Frequently Turning Red Can Cost You Your Confidence And Career
Most of us know the feeling as blood floods hotly to our cheeks in a moment of embarrassment, nervousness or shame. But for excessively sensitive types who blush easily and often, simply anticipating a situation that could provoke it causes anxiety, prompting them to avoid other people and turn down dates, speaking engagements and even offers of promotion.
Now an operation promises permanent relief. With an endoscopic transthoracic sympathectomy (ETS) a surgeon puts you under general anesthetic and makes a small incision under each armpit. Entering your chest cavity with an endoscope (a tiny camera on a tube) the surgeon then cuts, clamps or cauterizes the specific ganglia (nerve beads) of the sympathetic nerve system that trigger the blood flow responsible for facial blushing. It’s usually over in 15 to 30 minutes and you can return home in a day.
An ETS is mostly done not for blushing but to prevent excessive sweating (hyperhidrosis) of the palms, armpits and occasionally the face. It’s been done for over 15 years to treat sweating.
From international sympathectomy conferences it’s clear that ETS is not performed commonly for blushing, even overseas. It’s probably a matter of people finding out about it and requesting it.
Should you try it?
The decision should depend on the severity of your blushing, its impact on your life, its causes and whether you have explored other options, say the surgeons. You should first consult your doctor and perhaps a psychologist.

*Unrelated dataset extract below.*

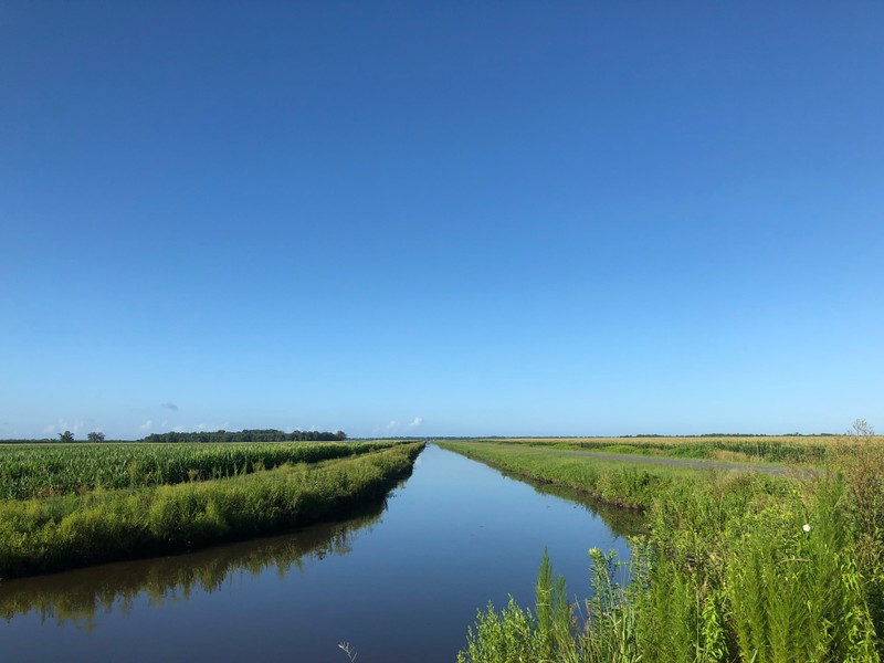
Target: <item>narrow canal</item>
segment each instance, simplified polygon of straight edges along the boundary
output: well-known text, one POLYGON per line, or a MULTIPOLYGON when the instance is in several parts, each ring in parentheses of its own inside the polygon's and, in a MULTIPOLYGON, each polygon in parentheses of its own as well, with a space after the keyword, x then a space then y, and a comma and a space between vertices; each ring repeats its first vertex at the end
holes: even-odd
POLYGON ((621 525, 430 445, 385 505, 192 555, 0 582, 0 661, 451 662, 476 610, 533 606, 544 547, 571 598, 621 525))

Blushing comes from fear of scrutiny and recalling past negative embarrassing incidents. This results in an automatic fight-or-flight response and a symptom of this adrenaline spurt is to blush. Excessive blushing can have physical or psychological causes. The physical can include an overactive thyroid gland and certain drugs. Psychological causes of severe or ‘pathological’ blushing include anxiety and confidence issues. These can worsen with time, as the anticipation of blushing makes you increasingly anxious and prone to it.
If the causes of your blushing are psychological, various methods may work, but an ETS can still be beneficial because you no longer have to fear that you may blush.
Like any surgery, an ETS may have side effects, such as complication of bleeding or infection, though these are rare. The most common side effect is compensatory hyperhidrosis – excessive sweating on the back and chest, seen in about 20% of patients. It usually subsides but may persist.
Neurosurgeons warn that it can also produce Horner’s syndrome: drooping of the eyelid, a small pupil, reddening of the white of the eyes and a partially blocked nose from swollen mucosa. This abates somewhat but never really clears up. For these reasons many doctors don’t advise the operation.
Bottom line? If blushing is keeping people from living fully, ETS could be an answer in select cases. But, surgery should be a last resort.